Chefredaktion : Holger Gayer (hog)


Dann lassen Sie uns doch mal einen virtuellen Spaziergang vom Bahnhof aus zur neuen Stadtbibliothek unternehmen.
Da kommen wir zuerst an den Bankgebäuden der LBBW vorbei. Wenn Sie dort an einem Novembernachmittag über das Gelände laufen, können Sie eine Kafka-Verfilmung drehen. Wenn wir das hinter uns haben, sehen wir die Bibliothek – die liegt in dem Gelände wie reingewürfelt. Und dann soll dieses Einkaufszentrum Milaneo dazukommen – und mit dem Milaneo viel neuer Autoverkehr! Um die Ecke mache ich mir in Stuttgart die meisten Sorgen. Das wird nicht besonders urban.

„Urban“, schon wieder so ein Schlagwort. Erklären Sie uns, was Sie darunter verstehen.
Urbanität heißt, dass sich Menschen, da wo sie wohnen und einkaufen, auch wirklich begegnen können. Es geht darum, ein Teil des öffentlichen Lebens sein zu können und nicht an den ewig gleichen Bank- und Versicherungsgebäuden entlangstiefeln zu müssen. Im Stuttgarter Kessel brauchen wir mehr Wohnungen – auch sozial geförderte. Und Plätze, auf denen man verweilen kann.
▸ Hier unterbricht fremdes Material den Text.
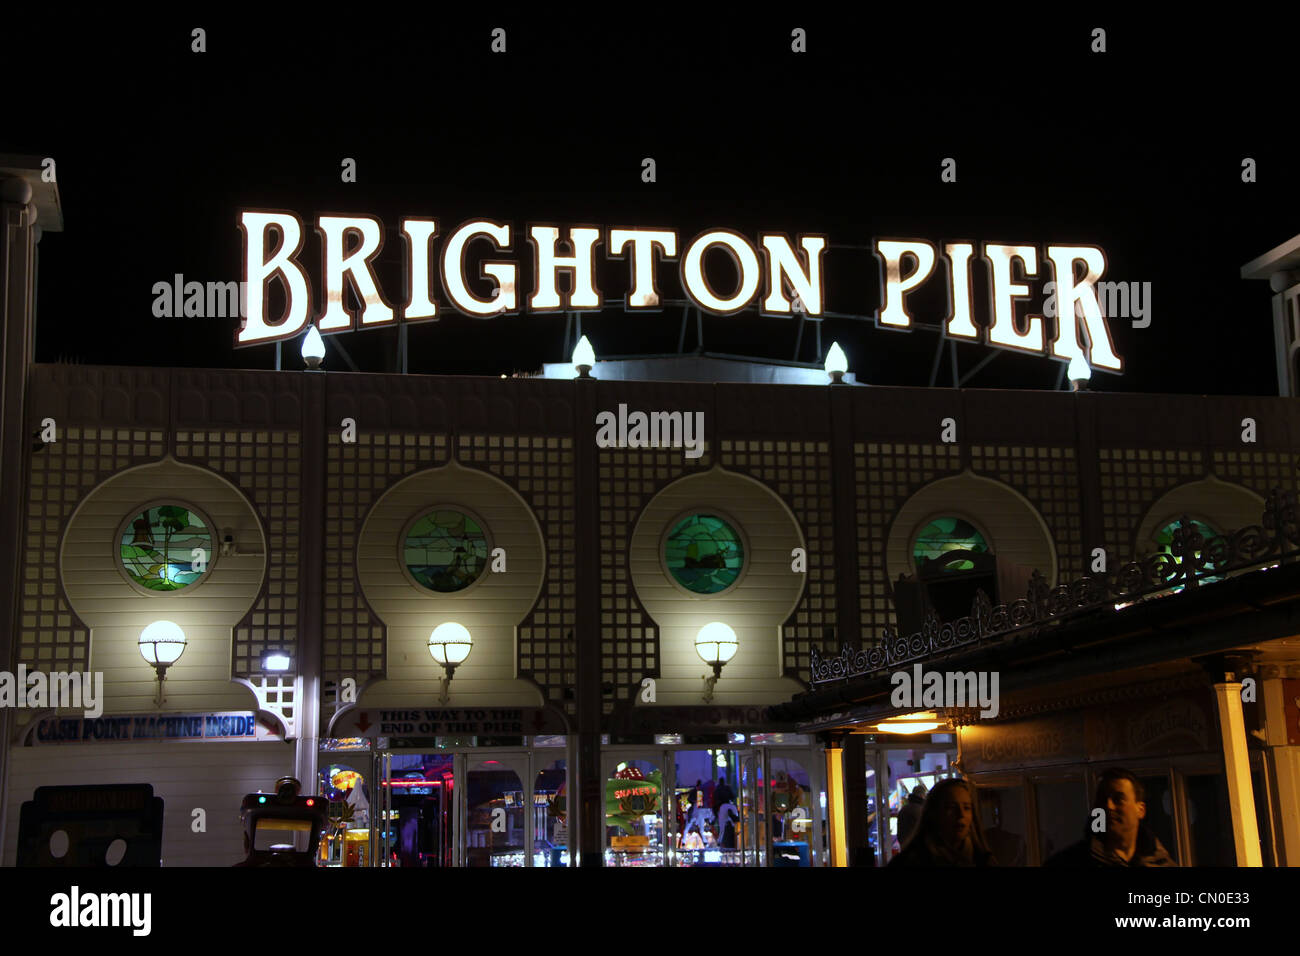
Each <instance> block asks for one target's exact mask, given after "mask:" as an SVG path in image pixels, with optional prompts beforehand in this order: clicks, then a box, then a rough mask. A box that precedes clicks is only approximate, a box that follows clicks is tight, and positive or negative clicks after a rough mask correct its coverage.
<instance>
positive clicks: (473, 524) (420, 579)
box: [402, 509, 487, 594]
mask: <svg viewBox="0 0 1300 956" xmlns="http://www.w3.org/2000/svg"><path fill="white" fill-rule="evenodd" d="M402 549H403V555H404V561H406V566H407V571H409V572H411V576H412V578H415V580H416V581H417V583H419V584H420V585H421V587H425V588H428V589H429V591H437V592H441V593H443V594H446V593H451V592H454V591H463V589H464V588H468V587H469V585H471V584H473V583H474V581H476V580H478V576H480V575H481V574H482V572H484V568H485V567H486V566H487V536H486V533H485V532H484V529H482V527H480V524H478V523H477V522H476V520H474V519H473V518H471V516H469V515H467V514H464V512H461V511H455V510H451V509H445V510H438V511H430V512H429V514H426V515H424V516H422V518H420V520H417V522H416V523H415V524H412V525H411V529H409V531H408V532H407V536H406V541H404V542H403V546H402Z"/></svg>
Das Gerber und das Milaneo wären für mich die letzten Einkaufszentren, die wir hier bauen.

Angenommen, Sie würden gewählt, in welches Viertel würden Sie am liebsten ziehen?
Mir gefallen viele Gegenden. Ich könnte mir das Heusteigviertel gut vorstellen oder den Westen, auch ein Ortsteil wie Berg gefällt mir sehr.
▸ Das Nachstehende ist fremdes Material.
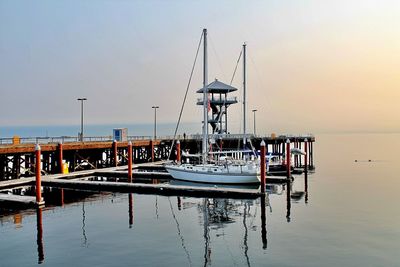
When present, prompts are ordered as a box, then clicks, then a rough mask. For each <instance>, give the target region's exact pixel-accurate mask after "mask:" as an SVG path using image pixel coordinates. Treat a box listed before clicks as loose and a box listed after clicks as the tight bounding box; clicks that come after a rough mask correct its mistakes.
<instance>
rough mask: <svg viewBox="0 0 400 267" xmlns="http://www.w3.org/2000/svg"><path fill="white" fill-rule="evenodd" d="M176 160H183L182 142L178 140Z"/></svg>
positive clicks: (177, 144) (177, 162) (180, 160)
mask: <svg viewBox="0 0 400 267" xmlns="http://www.w3.org/2000/svg"><path fill="white" fill-rule="evenodd" d="M176 162H177V163H180V162H181V142H179V140H178V141H176Z"/></svg>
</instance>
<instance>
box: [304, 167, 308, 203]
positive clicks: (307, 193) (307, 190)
mask: <svg viewBox="0 0 400 267" xmlns="http://www.w3.org/2000/svg"><path fill="white" fill-rule="evenodd" d="M304 192H305V193H306V195H305V197H304V202H305V203H306V204H307V203H308V173H307V170H306V171H305V172H304Z"/></svg>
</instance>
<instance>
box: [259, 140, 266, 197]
mask: <svg viewBox="0 0 400 267" xmlns="http://www.w3.org/2000/svg"><path fill="white" fill-rule="evenodd" d="M260 153H261V159H260V167H261V168H260V172H261V193H262V194H264V193H265V164H266V162H265V142H264V140H262V141H261V144H260Z"/></svg>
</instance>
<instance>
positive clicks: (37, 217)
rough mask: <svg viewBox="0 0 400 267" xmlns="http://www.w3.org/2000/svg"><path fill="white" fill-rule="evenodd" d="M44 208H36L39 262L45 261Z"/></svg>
mask: <svg viewBox="0 0 400 267" xmlns="http://www.w3.org/2000/svg"><path fill="white" fill-rule="evenodd" d="M42 217H43V216H42V208H38V209H37V210H36V230H37V237H36V243H37V250H38V264H42V263H43V261H44V248H43V221H42V220H43V218H42Z"/></svg>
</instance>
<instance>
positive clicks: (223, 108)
mask: <svg viewBox="0 0 400 267" xmlns="http://www.w3.org/2000/svg"><path fill="white" fill-rule="evenodd" d="M234 91H237V89H236V88H235V87H233V86H230V85H227V84H225V83H223V82H220V81H218V80H217V79H215V81H213V82H212V83H210V84H209V85H207V92H208V103H209V104H208V105H209V107H208V109H209V110H210V109H211V111H212V114H211V118H208V123H209V124H210V125H211V127H212V129H213V134H226V133H228V107H229V106H230V105H232V104H236V103H237V98H236V97H228V94H229V93H231V92H234ZM197 93H201V94H202V93H203V88H201V89H199V90H197ZM197 105H203V99H202V98H199V99H197Z"/></svg>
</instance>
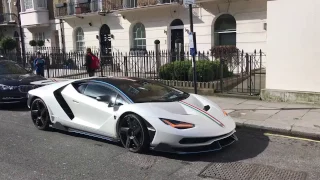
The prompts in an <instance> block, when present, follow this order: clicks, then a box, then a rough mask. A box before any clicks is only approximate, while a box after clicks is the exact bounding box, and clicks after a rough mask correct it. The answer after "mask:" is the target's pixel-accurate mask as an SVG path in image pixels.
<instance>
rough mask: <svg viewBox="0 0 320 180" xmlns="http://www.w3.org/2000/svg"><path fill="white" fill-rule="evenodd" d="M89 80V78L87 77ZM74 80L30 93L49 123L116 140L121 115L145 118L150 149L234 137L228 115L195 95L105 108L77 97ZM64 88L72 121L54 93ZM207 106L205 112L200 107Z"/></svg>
mask: <svg viewBox="0 0 320 180" xmlns="http://www.w3.org/2000/svg"><path fill="white" fill-rule="evenodd" d="M87 79H90V78H87ZM74 81H77V80H67V81H61V82H56V83H54V84H50V85H47V86H44V87H40V88H37V89H34V90H31V91H29V94H30V96H31V97H35V96H36V97H40V98H41V99H42V100H43V101H44V102H45V103H46V104H47V106H48V109H49V112H50V116H51V121H52V122H53V123H57V122H58V123H60V124H62V125H63V126H67V127H70V128H74V129H78V130H82V131H86V132H90V133H95V134H98V135H103V136H107V137H111V138H114V139H117V138H118V137H117V122H118V121H119V118H120V116H121V115H122V114H124V113H127V112H133V113H136V114H138V115H139V116H141V117H142V118H143V119H145V120H146V121H147V122H148V123H149V124H151V125H152V127H153V128H154V130H155V132H156V133H155V135H154V138H153V140H152V142H151V146H157V145H158V144H160V143H165V144H169V145H170V146H172V147H195V146H203V145H209V144H211V143H212V142H214V141H217V140H219V138H217V139H214V137H216V136H221V135H225V136H224V137H220V139H221V138H225V137H227V136H230V135H233V133H234V132H235V128H236V124H235V122H234V121H233V119H232V118H231V117H230V116H226V115H225V114H224V112H223V110H222V109H221V108H220V107H219V106H218V105H217V104H216V103H214V102H212V101H210V100H209V99H207V98H205V97H203V96H201V95H197V94H190V96H189V97H188V98H187V99H185V100H183V101H179V102H154V103H134V104H132V103H128V104H124V105H122V106H119V107H108V105H107V104H106V103H103V102H99V101H97V100H95V99H93V98H90V97H87V96H85V95H83V94H80V93H79V92H78V91H77V90H76V89H75V88H74V87H73V86H72V85H71V84H70V83H72V82H74ZM64 86H66V87H65V88H64V89H63V90H62V91H61V95H62V97H63V99H64V100H65V101H66V103H67V104H68V106H69V107H70V109H71V110H72V112H73V114H74V116H75V117H74V118H73V119H72V120H71V119H70V118H69V117H68V115H67V114H66V113H65V111H64V110H63V108H62V107H61V106H60V105H59V103H58V101H57V100H56V98H55V96H54V95H53V92H54V91H55V90H57V89H59V88H61V87H64ZM205 105H209V106H210V109H209V110H208V111H207V112H205V111H204V110H202V109H203V107H204V106H205ZM159 118H164V119H170V120H178V121H183V122H187V123H192V124H194V125H195V127H194V128H190V129H176V128H173V127H171V126H169V125H167V124H165V123H164V122H162V121H161V120H160V119H159ZM190 137H191V138H202V137H213V139H212V140H211V141H207V142H203V143H194V144H181V143H179V141H180V140H181V139H182V138H190Z"/></svg>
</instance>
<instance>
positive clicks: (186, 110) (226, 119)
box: [139, 94, 235, 132]
mask: <svg viewBox="0 0 320 180" xmlns="http://www.w3.org/2000/svg"><path fill="white" fill-rule="evenodd" d="M205 106H208V107H209V109H208V110H204V109H205V108H204V107H205ZM139 108H143V109H144V111H145V112H146V111H147V112H148V115H150V116H153V117H157V118H164V119H171V120H178V121H183V122H187V123H192V124H195V125H196V126H200V127H201V129H206V130H208V131H212V127H215V128H218V129H221V130H222V132H229V131H230V130H232V129H234V128H235V122H234V121H233V120H232V118H231V117H230V116H228V115H225V114H224V111H223V110H222V109H221V108H220V107H219V106H218V105H217V104H216V103H214V102H212V101H210V100H209V99H207V98H205V97H203V96H200V95H196V94H190V96H189V97H188V98H187V99H185V100H182V101H178V102H166V103H161V102H160V103H159V102H155V103H141V104H140V105H139ZM210 129H211V130H210Z"/></svg>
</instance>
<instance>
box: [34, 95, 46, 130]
mask: <svg viewBox="0 0 320 180" xmlns="http://www.w3.org/2000/svg"><path fill="white" fill-rule="evenodd" d="M30 113H31V119H32V122H33V124H34V125H35V126H36V128H37V129H39V130H48V129H49V125H50V115H49V111H48V108H47V105H46V104H45V102H44V101H43V100H42V99H40V98H37V99H35V100H34V101H32V103H31V106H30Z"/></svg>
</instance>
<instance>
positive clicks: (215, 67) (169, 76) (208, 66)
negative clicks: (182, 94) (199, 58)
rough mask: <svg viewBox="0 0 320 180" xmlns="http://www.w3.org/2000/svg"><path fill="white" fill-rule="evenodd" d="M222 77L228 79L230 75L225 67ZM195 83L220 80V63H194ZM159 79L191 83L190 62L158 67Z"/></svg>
mask: <svg viewBox="0 0 320 180" xmlns="http://www.w3.org/2000/svg"><path fill="white" fill-rule="evenodd" d="M223 72H224V73H223V77H229V76H231V75H232V73H231V72H230V71H229V70H228V67H227V66H226V65H225V66H224V67H223ZM196 73H197V81H199V82H209V81H214V80H217V79H219V78H220V62H219V61H208V60H198V61H196ZM159 75H160V78H161V79H164V80H178V81H192V80H193V68H192V61H175V62H171V63H168V64H165V65H163V66H161V67H160V74H159Z"/></svg>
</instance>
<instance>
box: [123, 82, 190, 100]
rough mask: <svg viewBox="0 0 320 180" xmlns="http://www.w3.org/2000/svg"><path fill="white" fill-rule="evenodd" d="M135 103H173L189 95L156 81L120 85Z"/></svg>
mask: <svg viewBox="0 0 320 180" xmlns="http://www.w3.org/2000/svg"><path fill="white" fill-rule="evenodd" d="M118 87H119V89H120V90H121V91H123V92H124V93H126V95H127V96H128V97H129V98H130V99H132V101H133V102H134V103H142V102H173V101H180V100H183V99H186V98H188V97H189V94H188V93H185V92H183V91H180V90H177V89H174V88H171V87H169V86H166V85H163V84H161V83H158V82H155V81H148V80H142V81H131V82H128V83H125V84H121V85H118Z"/></svg>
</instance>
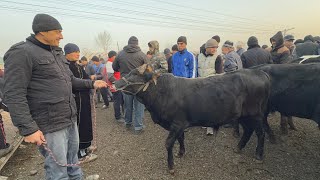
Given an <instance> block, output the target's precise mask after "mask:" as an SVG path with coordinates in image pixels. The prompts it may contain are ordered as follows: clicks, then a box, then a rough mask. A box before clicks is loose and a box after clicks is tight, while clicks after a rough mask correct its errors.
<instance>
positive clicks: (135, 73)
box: [115, 58, 320, 173]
Nach Luginsland würden Sie also nicht wieder rausziehen.
Von dort wäre mir der Weg ins Rathaus zu weit. Mir ist übrigens aufgefallen, dass Luginsland inzwischen unter einem Problem leidet, das man in vielen Außenbezirken findet: Als wir vor zwölf Jahren weggezogen sind, gab es einen Supermarkt, zwei Bäcker und einen Metzger. Davon ist nicht mehr viel übrig geblieben.
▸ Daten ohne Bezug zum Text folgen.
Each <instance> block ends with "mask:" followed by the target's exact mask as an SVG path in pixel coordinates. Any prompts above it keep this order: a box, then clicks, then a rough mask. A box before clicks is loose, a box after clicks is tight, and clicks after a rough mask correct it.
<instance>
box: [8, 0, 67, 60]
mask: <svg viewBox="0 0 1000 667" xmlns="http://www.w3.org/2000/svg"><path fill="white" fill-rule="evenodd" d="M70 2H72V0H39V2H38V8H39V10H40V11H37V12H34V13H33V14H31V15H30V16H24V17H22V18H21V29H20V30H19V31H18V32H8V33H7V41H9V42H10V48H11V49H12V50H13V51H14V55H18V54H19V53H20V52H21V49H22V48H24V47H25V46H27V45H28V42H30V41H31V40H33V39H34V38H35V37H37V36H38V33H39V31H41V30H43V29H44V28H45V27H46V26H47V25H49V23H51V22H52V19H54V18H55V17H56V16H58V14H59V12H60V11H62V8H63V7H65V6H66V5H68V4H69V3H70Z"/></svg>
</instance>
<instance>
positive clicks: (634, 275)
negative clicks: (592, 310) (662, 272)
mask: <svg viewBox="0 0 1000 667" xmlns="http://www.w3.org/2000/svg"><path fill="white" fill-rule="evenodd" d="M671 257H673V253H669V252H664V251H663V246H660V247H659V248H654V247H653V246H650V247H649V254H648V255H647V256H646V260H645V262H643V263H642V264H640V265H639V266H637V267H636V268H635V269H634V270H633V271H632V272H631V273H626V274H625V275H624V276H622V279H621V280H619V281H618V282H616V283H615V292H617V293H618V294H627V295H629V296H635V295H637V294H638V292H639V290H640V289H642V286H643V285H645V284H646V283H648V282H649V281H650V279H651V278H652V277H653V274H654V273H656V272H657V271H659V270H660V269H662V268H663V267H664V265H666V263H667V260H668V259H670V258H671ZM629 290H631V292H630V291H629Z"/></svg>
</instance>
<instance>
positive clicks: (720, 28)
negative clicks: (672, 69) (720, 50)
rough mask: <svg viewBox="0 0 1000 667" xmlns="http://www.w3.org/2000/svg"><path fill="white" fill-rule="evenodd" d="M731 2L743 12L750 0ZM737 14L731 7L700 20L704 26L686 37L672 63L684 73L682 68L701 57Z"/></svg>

Wenn sich dort Geld verdienen ließe, würden die Geschäftsleute von selbst kommen.
Da glauben Sie aber extrem an den Markt. Es kann auch gut sein, dass keiner die Chancen eines solchen Standorts erkennt. Die Stadt muss sich darum kümmern.

Damit sprechen Sie auch die sozialen Verhältnisse in der Stadt an. Spötter beschreiben Teile Ihrer Wählerschaft als „Lifestyle-Grüne“. Wer Grün wählt, muss sich das leisten können.
Spötter spotten oft an der Wirklichkeit vorbei. Bei mir hat schon meine Familie dafür gesorgt, dass soziale Gerechtigkeit für mich ein entscheidender Wert ist. Mein Vater war in der SPD, und mein Großvater hat mir immer gesagt: „Das Soziale kommt nicht von selbst.“ Das ist ein zutreffender Satz. Marktwirtschaft ist nur sozial, wenn ihr der Staat Rahmenbedingungen setzt. Für meine Eltern war übrigens gerade ein nachbarschaftlicher Umgang ein Wert an sich – auch aus der Nachkriegserfahrung heraus.